Please note: It is possible that the information shown for future academic years may change due to developments in the relevant academic field. Optional unit availability varies depending on both staffing, student choice and timetabling constraints.

Unit name Rich Law, Poor Law
Unit code LAWD30017
Credit points 20
Level of study H/6
Teaching block(s) Teaching Block 4 (weeks 1-24)
Unit director Dr. Katie Cruz
Open unit status Not open
Units you must take before you take this one (pre-requisite units)

None.

Units you must take alongside this one (co-requisite units)

None.

Units you may not take alongside this one
School/department University of Bristol Law School
Faculty Faculty of Social Sciences and Law

Unit Information

Rich Law, Poor Law is a unit that was borne out of both anger and concern – anger at the way the poor are treated compared to the rich; and concern that the law facilitates wealth and punishes the poor. In short, the rule of law that everybody is treated equally is something that does not bear any sort of close examination. Court and Tribunal fees in themselves exclude many, particularly as they are now so dear. You will likely appreciate that these sentiments have become part of a clarion call post-crash, but academics and others have pointed to these effects ever since the Greeks. It is not the purpose of this unit to gain a full, in-depth appreciation of all the nuances of “Rich Law, Poor Law” – that would be many lifetimes’ achievement. Rather, its purpose is to seek explanations of law and policy problematics as best we can, taking account of the way each has developed over time and demonstrate the consistently differentiated experiences of law. Key to the structure of this unit is that seminars are paired together around central themes. There are five such themes: commercial and social security; social justice; criminal justice; fraud and justice; and property justice. The purpose of the pairing is to “match” an aspect of “rich law” with an aspect of “poor law”. There are key questions to consider as a result of these pairings. How are the rules different? How can difference (if it exists) be explained? Are the pairings appropriate? Is it just a case of the law discriminating between the deserving and undeserving? Is it possible to change “the system” so that equality (if that is desirable) becomes possible? And, finally, to what extent does the binary rich/poor work?
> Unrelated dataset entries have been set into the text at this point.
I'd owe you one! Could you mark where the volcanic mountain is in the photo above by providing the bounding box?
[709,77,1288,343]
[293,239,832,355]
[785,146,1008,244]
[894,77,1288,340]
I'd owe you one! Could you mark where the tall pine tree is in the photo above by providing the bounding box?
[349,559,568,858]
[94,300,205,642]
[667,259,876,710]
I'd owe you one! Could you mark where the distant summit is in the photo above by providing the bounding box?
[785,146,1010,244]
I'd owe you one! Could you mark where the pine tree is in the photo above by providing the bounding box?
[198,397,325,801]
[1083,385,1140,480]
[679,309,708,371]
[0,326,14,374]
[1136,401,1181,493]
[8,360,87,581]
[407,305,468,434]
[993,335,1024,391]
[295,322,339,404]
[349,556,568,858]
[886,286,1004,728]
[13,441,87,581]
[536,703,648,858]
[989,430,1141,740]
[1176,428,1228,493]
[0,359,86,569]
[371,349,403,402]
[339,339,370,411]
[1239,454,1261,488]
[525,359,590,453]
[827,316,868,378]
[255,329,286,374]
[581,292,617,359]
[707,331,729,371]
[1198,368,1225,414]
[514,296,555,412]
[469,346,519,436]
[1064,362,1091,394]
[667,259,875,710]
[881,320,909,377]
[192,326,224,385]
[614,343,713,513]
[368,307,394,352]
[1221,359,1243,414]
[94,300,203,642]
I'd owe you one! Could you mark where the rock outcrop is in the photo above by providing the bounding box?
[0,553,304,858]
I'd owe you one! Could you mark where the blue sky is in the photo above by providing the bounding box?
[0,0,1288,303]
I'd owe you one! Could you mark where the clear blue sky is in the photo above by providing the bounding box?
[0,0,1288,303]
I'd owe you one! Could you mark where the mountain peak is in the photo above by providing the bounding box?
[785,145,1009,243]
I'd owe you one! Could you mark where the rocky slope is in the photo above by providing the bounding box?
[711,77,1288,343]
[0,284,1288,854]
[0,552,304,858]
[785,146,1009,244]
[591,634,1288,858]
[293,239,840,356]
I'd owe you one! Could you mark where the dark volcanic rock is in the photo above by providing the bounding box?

Your learning on this unit

By the end of the unit students will be able to demonstrate the following:

  1. Define the rules underpinning the different subject pairings and describe their differences (if they exist at all).
  2. Identify the extent to which the law discriminates between the deserving and undeserving and link this back to some of the theoretical literature studied in order to explain and critique why this might be the case.
  3. Analyse and articulate the possibilities of equality in and through law.
  4. Illustrate the ability to work through social theoretical perspectives in the context of the specific pairings through discussion in seminars and written coursework.
  5. Employ legal principles alongside a variety of secondary materials in order to compare the law’s treatment of rich and poor and assess whether the existing outcomes in terms of the distribution of capital were intended as part of a broader political plan.

How you will learn

Teaching will be delivered through a variety of asynchronous and synchronous activities

How you will be assessed

1 x summative assessment: coursework with a specified word count (100%)

The assessment will assess all of the intended learning outcomes for this unit.

Resources

If this unit has a Resource List, you will normally find a link to it in the Blackboard area for the unit. Sometimes there will be a separate link for each weekly topic.

If you are unable to access a list through Blackboard, you can also find it via the Resource Lists homepage. Search for the list by the unit name or code (e.g. LAWD30017).

How much time the unit requires
Each credit equates to 10 hours of total student input. For example a 20 credit unit will take you 200 hours of study to complete. Your total learning time is made up of contact time, directed learning tasks, independent learning and assessment activity.

See the Faculty workload statement relating to this unit for more information.

Assessment
The Board of Examiners will consider all cases where students have failed or not completed the assessments required for credit. The Board considers each student's outcomes across all the units which contribute to each year's programme of study. If you have self-certificated your absence from an assessment, you will normally be required to complete it the next time it runs (this is usually in the next assessment period).
The Board of Examiners will take into account any extenuating circumstances and operates within the Regulations and Code of Practice for Taught Programmes.